"You have only to look at one of the most beautiful women in the world-- Elizabeth Taylor-- when she is twenty pounds overweight (as she occasionally is) and compare her to the goddess she is when she is sleeked down to a size ten. Even her beauty can't survive runaway fat."
--Helen Gurley Brown, Sex and the Single Girl (1962)
Now before you jump to Ms. Taylor's defense, I'd argue she'd agree with HGB. I've written here before about her weight-loss auto-beauty-ography, Elizabeth Takes Off. She had a very firm opinion about her ideal weight (123 pounds to be exact). She may slip up, she may try to distract the eye with a few diamonds, but I don't believe she kids herself.
"The glandular dodge is out. Doctors find that behind nearly every fat person lies a history of compulsive, secretive eating. A dear friend of mine who was supposedly 'glandular' was actually bolting a quart of chocolate ice cream every day after work before dinner.

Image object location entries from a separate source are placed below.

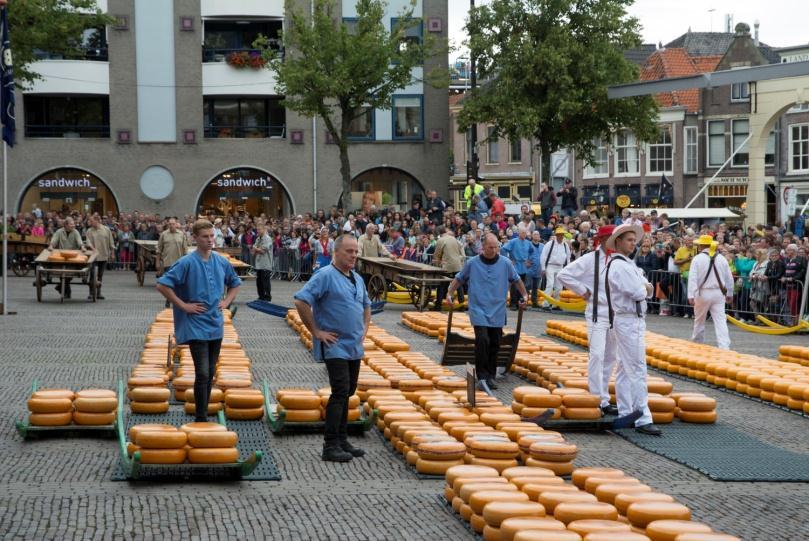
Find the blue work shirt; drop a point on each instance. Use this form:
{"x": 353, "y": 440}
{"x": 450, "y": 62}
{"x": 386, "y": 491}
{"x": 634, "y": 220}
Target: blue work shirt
{"x": 196, "y": 280}
{"x": 488, "y": 286}
{"x": 338, "y": 306}
{"x": 519, "y": 252}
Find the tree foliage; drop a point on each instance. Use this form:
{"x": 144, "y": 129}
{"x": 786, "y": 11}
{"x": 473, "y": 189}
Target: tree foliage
{"x": 52, "y": 26}
{"x": 546, "y": 66}
{"x": 333, "y": 70}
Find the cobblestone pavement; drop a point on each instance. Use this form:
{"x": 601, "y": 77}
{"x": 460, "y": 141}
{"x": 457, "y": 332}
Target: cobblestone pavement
{"x": 61, "y": 488}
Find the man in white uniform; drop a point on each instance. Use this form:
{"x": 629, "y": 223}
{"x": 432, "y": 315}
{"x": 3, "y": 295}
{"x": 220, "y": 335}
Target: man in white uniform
{"x": 710, "y": 285}
{"x": 585, "y": 277}
{"x": 627, "y": 290}
{"x": 555, "y": 256}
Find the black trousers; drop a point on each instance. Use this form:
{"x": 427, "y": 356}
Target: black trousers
{"x": 487, "y": 345}
{"x": 264, "y": 284}
{"x": 343, "y": 375}
{"x": 205, "y": 354}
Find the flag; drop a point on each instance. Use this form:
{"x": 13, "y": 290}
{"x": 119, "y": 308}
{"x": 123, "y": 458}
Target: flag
{"x": 7, "y": 81}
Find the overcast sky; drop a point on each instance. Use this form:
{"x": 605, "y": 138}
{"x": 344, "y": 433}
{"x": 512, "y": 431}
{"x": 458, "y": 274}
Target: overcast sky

Even women fresh from childbirth have proved they can be slim again quick.
Where can you hide?
Take it off and you won't have to."
Why do I love this stuff so? It's a tougher breed of self-love. Have you really accepted those extra pounds or are you-- say it with me-- kidding yourself? Take yourself in hand, HGB and these other voices from the past command.
Here are two modern gals that don't kid themselves. Debra lost 25 pounds in a month by refusing to kid herself, and Mary knows you know, but thinks you may need to hear it again.
In a later chapter, on dating, HGB further clarifies the point:
"... you must at least create the illusion of beauty by acting beautiful.
You don't have to lie your head off and say I am, I am, I am when you know damn well you aren't-- a stunner. But you must love yourself enough to employ every device... voice, words, clothes, figure, make-up... to become one."
I guess now is when I should tell you not to take it to extremes, etc. But I tire of modern moderation. So, tell me ladies, do you feel inspired or abused?